Lettre à Thu-Van B, tête de classe (côté féminin) en 4e AB1, 3e2, 2eC2 à Fermat de 1976 à 79
   Bonjour Thu-Van (même si on s’appelait par nos noms de famille à l’époque, je crois, pardon). Tu ne te souviens sans doute pas de moi, même si on a été 3 ans dans la même classe. Mais tu as marqué ma vie, et je suis marié à une Thu-Van bis « grâce à toi », ou « à cause de toi », hum.
   Peut-être endoctriné par mes parents, mes oncles, j’étais focalisé sur les notes scolaires, et même si j’obtenais souvent la meilleure note de la classe, tu avais parfois mieux que moi, seule fille dans ce cas (sauf en musique, où j’étais classé handicapé). A l’origine, c’est en cela que je m’intéressais à toi, mais avec les hormones de 14 ans ou quoi, j’ai cru (à tort) tomber amoureux de toi. Enfin, ça n’avait rien de sexuel, c’était presque enfantin, m’imaginant que « quand je serai grand » je me marierais avec toi, vraisemblablement. Et, venant au collège (CES)/lycée, tu passais par la Rue Labéda où était ma fenêtre, je te regardais passer chaque matin, avec ton anorak bleu ciel, je me souviens… Et après mon cours hebdomadaire d’Aïkido, je faisais un immense détour pour passer apercevoir ta fenêtre Rue Maury. Et j’adorais le vendeur vietnamien de maquettes place Saint-Georges, au magasin Le Colback, car il te ressemblait. Telle était ma vie, ma routine, en dehors de la course aux bonnes notes. Jusqu'à mon anniversaire de 15 ans fin 1978.
   Et puis, durant un "cours de russe" avec Priselkov, (je faisais des Maths je crois et vous les filles vous discutiez un peu, quand tu parlais toi, je tendais l’oreille, intéressé) tu as dit à Jocelyne « moi, tous les samedis soir, je sors en boîte, pour me chercher un vrai beau mec ! ». Votre conversation a continué et tu n’as certainement pas entendu le hurlement (retenu) de déception, venant de moi derrière, tout mon univers mental (et mon cœur) s’effondrant à cet instant. Jamais je ne t’avais imaginé ainsi en « femelle en chasse », préférant les danseurs se secouant la grappe aux garçons intelligents, brillants encore davantage que toi-même… C’était une immense gifle, compréhensible et juste, d’accord, comme un apprentissage de la vie.

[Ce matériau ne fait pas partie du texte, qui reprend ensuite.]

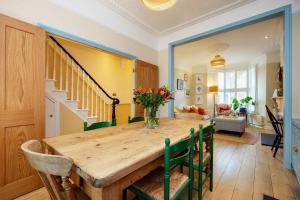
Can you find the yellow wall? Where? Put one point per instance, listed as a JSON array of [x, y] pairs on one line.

   Mais… je regrette qu’on n’en ait pas parlé, toi et moi, à l’époque. Parce que je suis devenu cafardeux, me détournant de la scolarité, et – sous les sourires timides de Sylvie (autre russophone du groupe depuis 3 ans) – je suis tombé amoureux de Sylvie, fou amoureux cette fois, à mourir. Et quand elle m’a rejeté, je suis effectivement mort, tombant de la falaise dans la montagne. Ce n’était toujours pas sexuel, mais c’était toute ma vie. Or tu aurais pu me prévenir que ta copine Sylvie était comme toi une danseuse échangiste, fuyant les romantiques sentimentaux fidèles comme la peste. Tu avais assurément l’information, mais je n’ai jamais imaginé te la demander. Résultat : Sylvie m’a tué, cette année 1979, puis à moitié en 1993, confirmé en 1998. Paf, poubelle le romantique puceau.
   Ça a fait très mal, et il a été très dur de surmonter ça, mais quand, en 2001 j’ai reçu dans ma boîte aux lettres une publicité pour une agence matrimoniale travaillant avec l’Asie, j’ai pensé à toi, peut-être mieux que Sylvie en un sens. Et j’ai répondu, je me suis marié. Sous ton influence, sans que tu t’en doutes en rien, je l’explique ici pour ça, au cas où je le dise à haute voix un jour, après ma mort.